Disney’s Research Hub is one of my favorite things on the Internet. Just about every time they release a new video, it’s something immediately understandable (in terms of its use cases) and yet deeply complex (in terms of the execution.)
Take this software they’ve just demonstrated: it lets the user create a 3D-printable mount to connect just about anything (your phone, a controller, a tea cup) to just about anything else (your desk, your car, a guitar.)
So why does this matter?
Because if 3D printing is ever going to matter to the general public, it needs to tackle two huge hurdles: it needs to do more than print mostly-useless plastic tchotchkes (think integrated electronics printing, a la the Voltera), and it needs to be far more accessible than it currently is. No one wants to learn how to use CAD/Blender/etc. just to use a 3D printer.

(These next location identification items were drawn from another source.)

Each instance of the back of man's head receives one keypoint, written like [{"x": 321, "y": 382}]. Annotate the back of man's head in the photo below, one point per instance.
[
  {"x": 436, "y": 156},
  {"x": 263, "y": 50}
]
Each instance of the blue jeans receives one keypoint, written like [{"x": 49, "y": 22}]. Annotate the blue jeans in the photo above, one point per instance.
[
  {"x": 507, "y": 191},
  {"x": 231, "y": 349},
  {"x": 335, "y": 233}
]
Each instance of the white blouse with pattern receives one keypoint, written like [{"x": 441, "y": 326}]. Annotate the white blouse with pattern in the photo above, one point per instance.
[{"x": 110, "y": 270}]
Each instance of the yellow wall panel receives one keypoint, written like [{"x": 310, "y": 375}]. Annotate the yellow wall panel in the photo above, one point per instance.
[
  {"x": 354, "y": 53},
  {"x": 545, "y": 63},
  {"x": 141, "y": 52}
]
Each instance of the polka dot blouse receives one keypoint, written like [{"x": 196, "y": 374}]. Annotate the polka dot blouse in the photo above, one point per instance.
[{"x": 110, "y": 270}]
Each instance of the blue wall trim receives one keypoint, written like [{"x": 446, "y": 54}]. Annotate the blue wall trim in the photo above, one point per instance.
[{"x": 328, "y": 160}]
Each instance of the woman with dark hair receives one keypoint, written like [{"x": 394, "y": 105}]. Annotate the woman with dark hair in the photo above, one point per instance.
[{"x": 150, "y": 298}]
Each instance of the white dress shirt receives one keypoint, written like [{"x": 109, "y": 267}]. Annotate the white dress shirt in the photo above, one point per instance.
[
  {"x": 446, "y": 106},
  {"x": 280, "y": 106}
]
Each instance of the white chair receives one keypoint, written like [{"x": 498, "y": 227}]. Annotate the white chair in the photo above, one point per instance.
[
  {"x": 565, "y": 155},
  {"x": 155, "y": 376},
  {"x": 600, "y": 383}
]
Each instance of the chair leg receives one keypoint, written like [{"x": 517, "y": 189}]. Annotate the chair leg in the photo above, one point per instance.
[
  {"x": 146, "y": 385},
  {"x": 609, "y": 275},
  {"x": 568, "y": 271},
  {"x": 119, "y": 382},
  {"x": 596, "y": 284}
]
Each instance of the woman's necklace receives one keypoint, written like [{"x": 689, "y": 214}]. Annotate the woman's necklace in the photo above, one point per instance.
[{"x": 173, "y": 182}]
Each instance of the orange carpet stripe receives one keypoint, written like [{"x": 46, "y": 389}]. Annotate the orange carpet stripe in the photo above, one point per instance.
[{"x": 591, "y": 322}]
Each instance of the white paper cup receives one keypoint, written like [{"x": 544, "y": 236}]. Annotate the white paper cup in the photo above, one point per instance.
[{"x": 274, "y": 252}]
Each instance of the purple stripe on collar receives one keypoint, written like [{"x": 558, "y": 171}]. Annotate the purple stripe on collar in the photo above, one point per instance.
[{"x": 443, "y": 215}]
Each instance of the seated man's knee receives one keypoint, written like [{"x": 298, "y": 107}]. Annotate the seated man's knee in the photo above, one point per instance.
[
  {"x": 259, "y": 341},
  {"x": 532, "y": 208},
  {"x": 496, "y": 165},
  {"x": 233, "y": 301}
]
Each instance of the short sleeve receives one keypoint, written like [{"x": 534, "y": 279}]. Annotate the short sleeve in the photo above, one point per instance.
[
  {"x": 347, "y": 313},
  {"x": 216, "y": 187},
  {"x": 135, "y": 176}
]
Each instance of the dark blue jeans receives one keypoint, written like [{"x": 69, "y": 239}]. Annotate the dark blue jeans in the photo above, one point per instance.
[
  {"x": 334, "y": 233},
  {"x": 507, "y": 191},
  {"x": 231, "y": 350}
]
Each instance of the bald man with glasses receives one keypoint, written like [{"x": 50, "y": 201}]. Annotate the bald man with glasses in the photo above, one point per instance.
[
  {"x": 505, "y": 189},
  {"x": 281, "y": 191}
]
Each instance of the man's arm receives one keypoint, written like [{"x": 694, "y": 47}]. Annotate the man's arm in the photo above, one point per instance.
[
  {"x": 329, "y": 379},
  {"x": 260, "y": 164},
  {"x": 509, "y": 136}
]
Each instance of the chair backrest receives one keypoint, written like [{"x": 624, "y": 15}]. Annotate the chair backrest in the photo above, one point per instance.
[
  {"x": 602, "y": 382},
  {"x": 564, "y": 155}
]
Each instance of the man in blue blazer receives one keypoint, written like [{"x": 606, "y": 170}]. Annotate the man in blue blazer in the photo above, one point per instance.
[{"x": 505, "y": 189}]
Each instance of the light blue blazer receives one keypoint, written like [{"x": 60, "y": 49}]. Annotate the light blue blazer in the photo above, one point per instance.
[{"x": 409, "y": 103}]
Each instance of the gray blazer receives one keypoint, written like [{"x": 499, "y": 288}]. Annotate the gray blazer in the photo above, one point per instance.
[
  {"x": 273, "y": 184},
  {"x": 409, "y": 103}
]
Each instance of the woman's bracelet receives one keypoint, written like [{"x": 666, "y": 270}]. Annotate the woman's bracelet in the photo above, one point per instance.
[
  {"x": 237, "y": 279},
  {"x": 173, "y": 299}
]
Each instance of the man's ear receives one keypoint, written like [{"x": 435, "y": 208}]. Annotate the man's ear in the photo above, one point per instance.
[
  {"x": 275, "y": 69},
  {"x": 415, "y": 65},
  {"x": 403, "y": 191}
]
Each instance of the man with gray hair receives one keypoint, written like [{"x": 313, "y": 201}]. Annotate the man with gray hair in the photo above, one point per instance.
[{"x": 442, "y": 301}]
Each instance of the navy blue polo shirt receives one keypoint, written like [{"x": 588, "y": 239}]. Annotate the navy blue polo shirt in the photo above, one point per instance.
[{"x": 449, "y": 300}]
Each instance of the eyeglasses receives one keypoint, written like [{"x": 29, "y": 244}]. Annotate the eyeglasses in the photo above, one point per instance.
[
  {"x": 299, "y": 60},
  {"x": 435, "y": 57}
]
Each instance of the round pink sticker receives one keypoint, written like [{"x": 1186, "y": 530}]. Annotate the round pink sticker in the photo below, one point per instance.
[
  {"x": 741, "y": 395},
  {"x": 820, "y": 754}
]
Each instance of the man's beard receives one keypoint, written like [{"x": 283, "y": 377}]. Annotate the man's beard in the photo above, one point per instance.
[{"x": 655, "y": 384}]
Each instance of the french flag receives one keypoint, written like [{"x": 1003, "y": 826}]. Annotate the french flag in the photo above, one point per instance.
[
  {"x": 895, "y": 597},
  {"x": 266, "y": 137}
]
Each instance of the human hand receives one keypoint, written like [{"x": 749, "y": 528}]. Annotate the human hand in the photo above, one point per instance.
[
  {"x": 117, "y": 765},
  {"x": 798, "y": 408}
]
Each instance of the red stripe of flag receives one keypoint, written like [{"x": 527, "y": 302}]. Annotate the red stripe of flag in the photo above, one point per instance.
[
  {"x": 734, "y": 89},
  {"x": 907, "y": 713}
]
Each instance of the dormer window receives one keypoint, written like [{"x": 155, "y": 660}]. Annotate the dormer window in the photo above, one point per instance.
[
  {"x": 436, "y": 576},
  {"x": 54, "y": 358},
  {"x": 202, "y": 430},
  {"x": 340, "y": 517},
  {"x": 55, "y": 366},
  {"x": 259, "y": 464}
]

Something like this allows is the first step toward allowing Joe Clueless to say “Hey, I have this table and this phone. Make me a mount!” and have it just happen. No modeling needed, no digging through Thingiverse for a mount that may or may not actually work with your phone.
Or you could say “I have this tea cup and I want to mount it to my guitar. Why? DON’T ASK QUESTIONS, COMPUTER. JUST CREATE.” and bam: it’s called out from the ether like you’re some sort of plastic-extruding sorcerer.